If all this wasn’t enough, 1 in 5 of us fall in love in the pub, making the pub integral to the very relationships the country is built on. As part of the relaunch of Long Live The Local we found many people who met in the pub and we discovered some truly amazing stories.
It’s hard to imagine what the country would be like without pubs, hopefully we’ll never have to!
Beer has been the UK’s national drink for thousands of years, we have one of the richest brewing histories in the world, and are still at the forefront of brewing today. 82% of the beer consumed in the UK is still brewed in the UK. Sitting in a pub with a glass of beer is at the very heart of our culture, and something that has been enjoyed for generations.
We are rich in brewing history and our innovation provided the basis for some of the most recognisable and popular beer styles in the world. Inspired by our malting techniques, the first pale lager was brewed in the town of Pilsen, Bohemia in 1842; this beer was the forerunner of all “pils” or “pilsner” beers we know and love today. In fact it’s the world’s most popular beer style.
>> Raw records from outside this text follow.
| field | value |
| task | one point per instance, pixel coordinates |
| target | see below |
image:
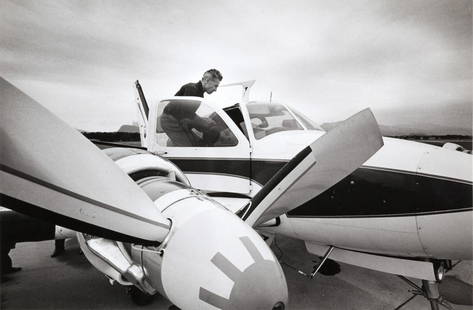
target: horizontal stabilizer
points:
(318, 167)
(49, 170)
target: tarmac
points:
(70, 282)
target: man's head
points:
(211, 80)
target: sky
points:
(409, 61)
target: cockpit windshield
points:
(269, 118)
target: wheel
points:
(138, 297)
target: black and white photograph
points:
(279, 155)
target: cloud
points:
(329, 59)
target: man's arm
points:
(181, 92)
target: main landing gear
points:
(430, 289)
(139, 297)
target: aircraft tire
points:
(138, 297)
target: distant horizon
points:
(409, 61)
(385, 130)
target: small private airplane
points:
(403, 208)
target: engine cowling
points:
(211, 258)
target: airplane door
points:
(207, 145)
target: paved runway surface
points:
(70, 282)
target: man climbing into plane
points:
(179, 118)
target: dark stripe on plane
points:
(64, 191)
(262, 170)
(367, 192)
(381, 215)
(382, 193)
(38, 212)
(276, 179)
(115, 144)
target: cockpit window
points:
(307, 122)
(269, 118)
(191, 123)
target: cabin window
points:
(191, 123)
(267, 119)
(307, 122)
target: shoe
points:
(330, 268)
(58, 252)
(10, 270)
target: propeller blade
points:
(49, 170)
(318, 167)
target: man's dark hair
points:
(213, 74)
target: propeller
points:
(316, 168)
(50, 170)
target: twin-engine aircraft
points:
(189, 232)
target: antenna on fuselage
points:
(246, 85)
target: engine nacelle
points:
(210, 258)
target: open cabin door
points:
(207, 145)
(143, 113)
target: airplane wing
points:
(318, 167)
(49, 170)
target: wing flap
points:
(52, 170)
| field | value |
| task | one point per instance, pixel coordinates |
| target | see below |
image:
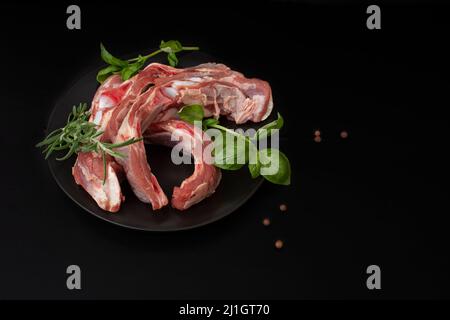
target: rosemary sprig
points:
(80, 135)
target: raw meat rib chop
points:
(217, 88)
(109, 106)
(206, 177)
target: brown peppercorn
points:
(279, 244)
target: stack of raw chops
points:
(148, 103)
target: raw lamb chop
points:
(217, 88)
(206, 177)
(109, 106)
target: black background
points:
(378, 197)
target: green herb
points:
(128, 68)
(80, 135)
(243, 148)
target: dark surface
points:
(133, 213)
(379, 197)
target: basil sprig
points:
(243, 147)
(128, 68)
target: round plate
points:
(235, 188)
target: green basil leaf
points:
(191, 113)
(110, 59)
(172, 58)
(171, 46)
(254, 165)
(277, 159)
(254, 169)
(132, 69)
(266, 130)
(104, 74)
(229, 157)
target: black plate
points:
(235, 188)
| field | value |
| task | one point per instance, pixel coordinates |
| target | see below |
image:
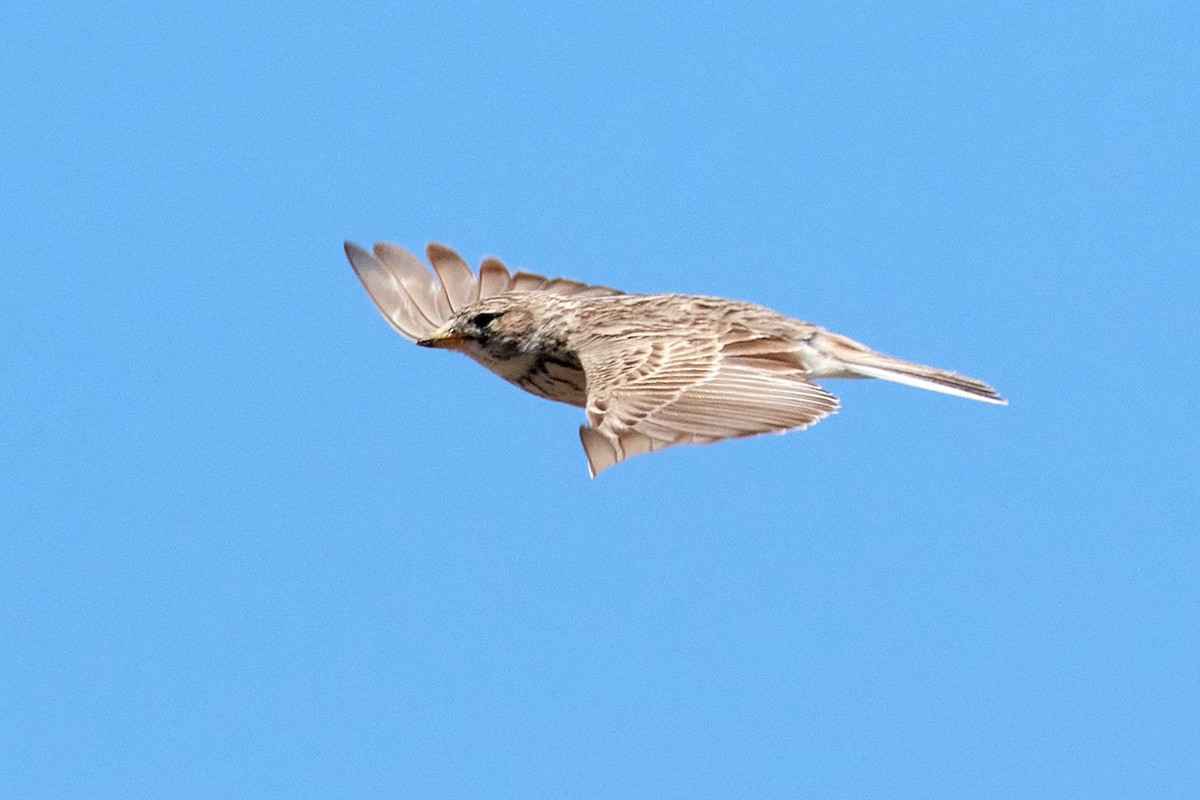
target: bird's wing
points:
(417, 301)
(649, 394)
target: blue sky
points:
(256, 545)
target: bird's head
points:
(496, 328)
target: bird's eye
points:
(483, 320)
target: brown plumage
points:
(651, 371)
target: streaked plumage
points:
(651, 371)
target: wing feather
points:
(645, 395)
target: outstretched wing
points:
(649, 394)
(418, 302)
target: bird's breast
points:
(558, 377)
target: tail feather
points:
(859, 360)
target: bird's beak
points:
(443, 340)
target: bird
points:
(649, 370)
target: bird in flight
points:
(649, 371)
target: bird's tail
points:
(858, 360)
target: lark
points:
(649, 371)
British brewers also invented what is today one of the world’s most popular beer styles - India Pale Ale, or IPA. In 1822, brewers in Burton upon Trent were keen to enter the Indian market so created beer for consumption on the sub-continent. It turned out the water in Burton was ideal for making pale beers, so the IPA was born and Burton brewers dominated the market for years to come.
It’s not all ancient history though, there’s never been a better time to enjoy beer in the UK. Today over 2,000 breweries produce beers across 140 different styles using the best natural ingredients to produce beers of unrivalled quality and goodness that are exported all over the world. In fact, Beer is one of the UK’s top 3 food & drink exports - over 1 billion pints are exported every year to 110 countries across the world.
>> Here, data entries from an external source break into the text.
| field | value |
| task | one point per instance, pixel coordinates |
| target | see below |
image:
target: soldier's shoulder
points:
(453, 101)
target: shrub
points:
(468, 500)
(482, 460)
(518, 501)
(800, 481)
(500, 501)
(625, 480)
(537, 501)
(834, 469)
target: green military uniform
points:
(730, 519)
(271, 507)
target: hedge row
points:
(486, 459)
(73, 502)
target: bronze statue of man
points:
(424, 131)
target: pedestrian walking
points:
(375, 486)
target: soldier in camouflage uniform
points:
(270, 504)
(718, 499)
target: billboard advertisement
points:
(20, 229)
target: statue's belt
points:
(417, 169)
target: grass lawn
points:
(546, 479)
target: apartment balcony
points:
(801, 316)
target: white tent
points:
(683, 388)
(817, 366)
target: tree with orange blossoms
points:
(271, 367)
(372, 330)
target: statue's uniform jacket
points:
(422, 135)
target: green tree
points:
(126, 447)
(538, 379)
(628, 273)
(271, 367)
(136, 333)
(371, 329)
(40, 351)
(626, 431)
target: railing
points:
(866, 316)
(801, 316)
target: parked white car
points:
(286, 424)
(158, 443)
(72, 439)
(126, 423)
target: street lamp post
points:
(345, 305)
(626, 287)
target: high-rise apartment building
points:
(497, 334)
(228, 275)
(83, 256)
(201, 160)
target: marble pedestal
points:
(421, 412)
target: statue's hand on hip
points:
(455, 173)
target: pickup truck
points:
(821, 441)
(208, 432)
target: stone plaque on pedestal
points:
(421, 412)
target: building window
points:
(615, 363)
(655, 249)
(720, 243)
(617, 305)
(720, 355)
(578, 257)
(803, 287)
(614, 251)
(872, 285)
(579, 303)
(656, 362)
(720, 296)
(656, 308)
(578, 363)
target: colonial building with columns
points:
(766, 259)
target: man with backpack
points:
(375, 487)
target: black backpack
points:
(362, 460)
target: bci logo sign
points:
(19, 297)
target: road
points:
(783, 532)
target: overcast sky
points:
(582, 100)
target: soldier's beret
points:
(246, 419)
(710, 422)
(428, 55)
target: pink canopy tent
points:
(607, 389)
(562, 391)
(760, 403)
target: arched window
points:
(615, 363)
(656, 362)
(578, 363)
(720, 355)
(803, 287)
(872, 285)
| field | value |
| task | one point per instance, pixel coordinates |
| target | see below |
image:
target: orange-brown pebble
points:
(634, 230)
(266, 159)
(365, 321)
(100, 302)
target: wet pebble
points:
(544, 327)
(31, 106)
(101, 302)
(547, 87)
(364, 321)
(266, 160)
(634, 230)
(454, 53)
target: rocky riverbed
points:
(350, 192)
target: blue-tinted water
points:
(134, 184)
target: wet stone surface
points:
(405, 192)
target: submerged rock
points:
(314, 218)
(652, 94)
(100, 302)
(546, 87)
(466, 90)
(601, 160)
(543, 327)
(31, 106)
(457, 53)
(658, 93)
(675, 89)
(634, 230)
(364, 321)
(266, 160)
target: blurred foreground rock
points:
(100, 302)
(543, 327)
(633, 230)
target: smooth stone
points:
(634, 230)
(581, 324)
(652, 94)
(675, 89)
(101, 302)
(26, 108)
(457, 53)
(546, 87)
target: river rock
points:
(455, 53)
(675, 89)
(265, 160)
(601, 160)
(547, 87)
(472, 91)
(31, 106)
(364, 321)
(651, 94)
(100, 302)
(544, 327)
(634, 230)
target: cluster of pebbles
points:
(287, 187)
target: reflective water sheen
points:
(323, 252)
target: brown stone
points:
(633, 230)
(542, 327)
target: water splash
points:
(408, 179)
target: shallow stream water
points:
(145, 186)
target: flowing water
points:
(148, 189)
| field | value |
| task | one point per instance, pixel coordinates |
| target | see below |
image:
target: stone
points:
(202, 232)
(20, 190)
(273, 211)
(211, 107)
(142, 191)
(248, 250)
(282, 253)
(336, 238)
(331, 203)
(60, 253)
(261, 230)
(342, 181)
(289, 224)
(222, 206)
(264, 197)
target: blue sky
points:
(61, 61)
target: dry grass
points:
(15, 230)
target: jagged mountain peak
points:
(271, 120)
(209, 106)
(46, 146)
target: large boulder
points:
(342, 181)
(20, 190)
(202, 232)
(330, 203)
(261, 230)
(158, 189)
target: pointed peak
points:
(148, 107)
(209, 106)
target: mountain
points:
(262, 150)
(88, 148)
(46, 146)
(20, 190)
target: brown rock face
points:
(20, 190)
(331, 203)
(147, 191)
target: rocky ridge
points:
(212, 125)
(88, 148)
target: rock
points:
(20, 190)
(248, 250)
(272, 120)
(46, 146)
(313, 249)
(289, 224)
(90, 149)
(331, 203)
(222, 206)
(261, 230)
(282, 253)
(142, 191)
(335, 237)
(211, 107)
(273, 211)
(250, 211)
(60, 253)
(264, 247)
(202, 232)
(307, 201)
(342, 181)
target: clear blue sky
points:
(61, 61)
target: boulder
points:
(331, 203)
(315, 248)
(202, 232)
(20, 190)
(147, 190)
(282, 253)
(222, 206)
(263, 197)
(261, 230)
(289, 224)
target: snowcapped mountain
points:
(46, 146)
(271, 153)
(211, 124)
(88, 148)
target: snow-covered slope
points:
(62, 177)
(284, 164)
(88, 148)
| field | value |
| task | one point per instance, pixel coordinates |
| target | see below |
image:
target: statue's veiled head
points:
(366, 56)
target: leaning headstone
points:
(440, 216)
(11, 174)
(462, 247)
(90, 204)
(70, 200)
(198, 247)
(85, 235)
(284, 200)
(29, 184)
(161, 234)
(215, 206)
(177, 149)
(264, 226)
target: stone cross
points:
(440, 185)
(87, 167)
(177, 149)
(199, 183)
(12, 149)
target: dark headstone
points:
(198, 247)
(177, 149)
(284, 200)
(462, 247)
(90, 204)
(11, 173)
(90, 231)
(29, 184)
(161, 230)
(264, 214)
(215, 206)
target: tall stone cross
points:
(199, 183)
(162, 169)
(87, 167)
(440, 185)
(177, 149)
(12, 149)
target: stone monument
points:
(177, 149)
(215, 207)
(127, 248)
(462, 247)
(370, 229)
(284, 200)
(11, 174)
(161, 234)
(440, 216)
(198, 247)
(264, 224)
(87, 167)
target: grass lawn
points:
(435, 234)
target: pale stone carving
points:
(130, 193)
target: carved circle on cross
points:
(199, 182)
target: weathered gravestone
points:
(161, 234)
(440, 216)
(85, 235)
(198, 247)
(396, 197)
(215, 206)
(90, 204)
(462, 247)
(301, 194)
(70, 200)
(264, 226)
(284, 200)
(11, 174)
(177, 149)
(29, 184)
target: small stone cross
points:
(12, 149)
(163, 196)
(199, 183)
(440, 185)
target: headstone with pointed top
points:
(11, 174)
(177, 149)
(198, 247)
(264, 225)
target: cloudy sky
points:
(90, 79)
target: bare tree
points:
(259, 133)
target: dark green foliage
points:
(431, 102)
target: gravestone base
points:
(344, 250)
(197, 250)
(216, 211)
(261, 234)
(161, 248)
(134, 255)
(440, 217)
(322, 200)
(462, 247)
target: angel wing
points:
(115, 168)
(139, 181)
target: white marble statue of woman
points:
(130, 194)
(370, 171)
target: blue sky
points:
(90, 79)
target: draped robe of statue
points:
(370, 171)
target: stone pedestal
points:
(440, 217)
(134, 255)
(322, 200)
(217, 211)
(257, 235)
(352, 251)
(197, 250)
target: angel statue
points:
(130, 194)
Beer is naturally low in alcohol and moderate beer consumption is proven to have no association with an increased BMI or weight gain. A common misconception is that beer is calorific and contains a high amount of sugar, however, beer contains 0% fat and has a relatively low sugar content. Volume for volume, beer also contains fewer calories than wine due to its significantly lower alcohol content.
Beer helps support British agriculture as UK farmers produce the majority of malted barley and wheat used in domestic beer production as well as being exported to brewers worldwide. Similarly, British hops are renowned for their earthy flavour and are sought after by brewers around the world. In this way, not only is British beer loved by people from all corners of the world, British ingredients are used in some of the most popular and recognisable beers from other countries.